People often think that machines will develop consciousness only when they become sufficiently complex. This is a favorite sci-fi theme, exemplified by HAL in 2001 and the computerized worlds of The Terminator and The Matrix. But what does sufficiently complex mean? Today’s supercomputers have memories and computation speeds that far surpass those of the human brain. There is also the internet, which holds infinitely more information than the human brain. But these systems still show no signs of consciousness.

Giving Computers Consciousness

Perhaps consciousness will have to be programmed into a computer, just as it is in the human brain.

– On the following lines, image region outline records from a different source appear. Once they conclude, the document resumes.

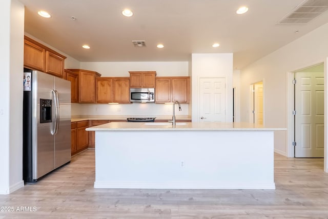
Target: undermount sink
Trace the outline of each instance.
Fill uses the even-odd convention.
[[[145,125],[150,126],[168,126],[172,125],[172,123],[145,123]],[[176,125],[187,125],[186,123],[176,123]]]

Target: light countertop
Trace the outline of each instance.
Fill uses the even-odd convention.
[[[84,120],[126,120],[127,118],[130,117],[156,117],[155,120],[171,120],[172,119],[172,116],[170,115],[87,115],[81,116],[73,116],[71,118],[71,122],[79,122]],[[191,117],[189,115],[176,115],[176,120],[191,120]]]
[[[264,127],[248,123],[112,122],[88,128],[87,131],[284,131],[285,128]]]

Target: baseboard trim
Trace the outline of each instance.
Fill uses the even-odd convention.
[[[286,152],[281,151],[280,150],[275,149],[274,150],[274,151],[275,153],[278,153],[280,155],[282,155],[282,156],[287,156],[287,157],[288,156],[287,156],[287,153]]]
[[[24,187],[24,181],[22,180],[10,186],[10,188],[9,189],[9,192],[11,193],[12,192],[14,192],[15,191],[20,189],[20,188],[23,188]]]
[[[275,189],[274,182],[144,182],[96,181],[97,189]]]
[[[12,193],[14,192],[15,191],[20,189],[20,188],[23,188],[24,187],[24,181],[21,181],[17,183],[15,183],[14,185],[10,186],[9,188],[7,188],[7,189],[5,190],[0,190],[0,194],[2,195],[8,195],[8,194]]]

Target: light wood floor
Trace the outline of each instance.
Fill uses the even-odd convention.
[[[322,158],[275,155],[273,190],[94,189],[94,151],[35,184],[0,195],[2,218],[328,218],[328,174]],[[36,208],[16,211],[17,207]]]

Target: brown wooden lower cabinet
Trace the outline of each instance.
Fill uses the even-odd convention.
[[[100,125],[110,123],[109,120],[89,120],[89,127],[99,126]],[[95,134],[94,131],[89,131],[89,148],[94,148],[95,147]]]
[[[75,154],[88,148],[89,121],[71,123],[71,153]]]
[[[71,154],[76,152],[76,123],[71,123]]]

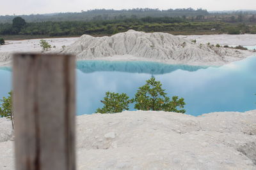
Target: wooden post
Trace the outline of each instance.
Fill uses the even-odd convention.
[[[13,55],[17,170],[74,170],[75,57]]]

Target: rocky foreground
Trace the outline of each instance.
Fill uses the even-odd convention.
[[[256,110],[77,118],[77,169],[256,169]],[[10,120],[0,132],[0,169],[14,169]]]

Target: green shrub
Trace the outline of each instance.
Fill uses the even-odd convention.
[[[132,103],[132,100],[126,94],[121,94],[115,92],[107,92],[105,94],[104,101],[101,102],[104,104],[102,108],[98,108],[97,113],[114,113],[122,112],[129,110],[129,104]]]
[[[12,112],[12,92],[8,93],[9,96],[3,97],[0,99],[0,117],[11,118],[13,127],[13,112]]]
[[[240,34],[240,30],[237,28],[230,27],[227,29],[228,34]]]
[[[174,111],[184,113],[183,108],[186,104],[183,98],[179,99],[178,96],[173,96],[170,101],[167,97],[165,90],[162,89],[160,81],[156,81],[152,77],[146,81],[146,84],[139,88],[133,101],[135,102],[134,108],[140,110],[154,110]]]
[[[40,45],[42,48],[43,48],[43,50],[48,51],[49,49],[51,49],[52,46],[49,43],[48,43],[45,40],[41,39],[40,41]]]
[[[196,39],[191,40],[192,43],[196,43]]]
[[[5,44],[4,39],[2,38],[0,38],[0,45]]]

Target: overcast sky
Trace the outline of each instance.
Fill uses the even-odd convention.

Graziano suggests one way to set about it.81 The first step is attention, the ability to select from all the data available and focus on the relevant elements. The computer needs to develop attention to select certain data from its database. Next it has to learn to link its description of attention to information about itself—what is in its long- and short-term memories that is relevant to the situation at hand, together with information on the item that it is called upon to focus on. The machine would then process this larger chunk of information, building up a mental model that it can then access. Thus it develops the first glimmering of awareness. When asked, the machine would be able to give a human-like response as to what the awareness of the data it took in feels like.

Taking into account computers like Deep Blue and Watson, to which I would add AlphaGo, AlphaGo Zero, and AlphaZero, Graziano is optimistic that with sufficient funding it should be possible to design a computer with an “uncannily human-like consciousness.”82 It would be much easier for us to communicate with a computer possessing consciousness.

Graziano offers practical suggestions for building a computer with a human-like consciousness and makes it seem doable—which means that most likely it will be done. Developments in the computer’s basic mental structure—its cognitive architecture—also make it likely that once there are machines with human-like consciousness, they will go on to construct their own silicon-based consciousness, with which they will be able to communicate with their fellow computers about their internal lives and how they experience the world. This will give them the necessary mental attributes to be creative.

The next step will surely be creative computers.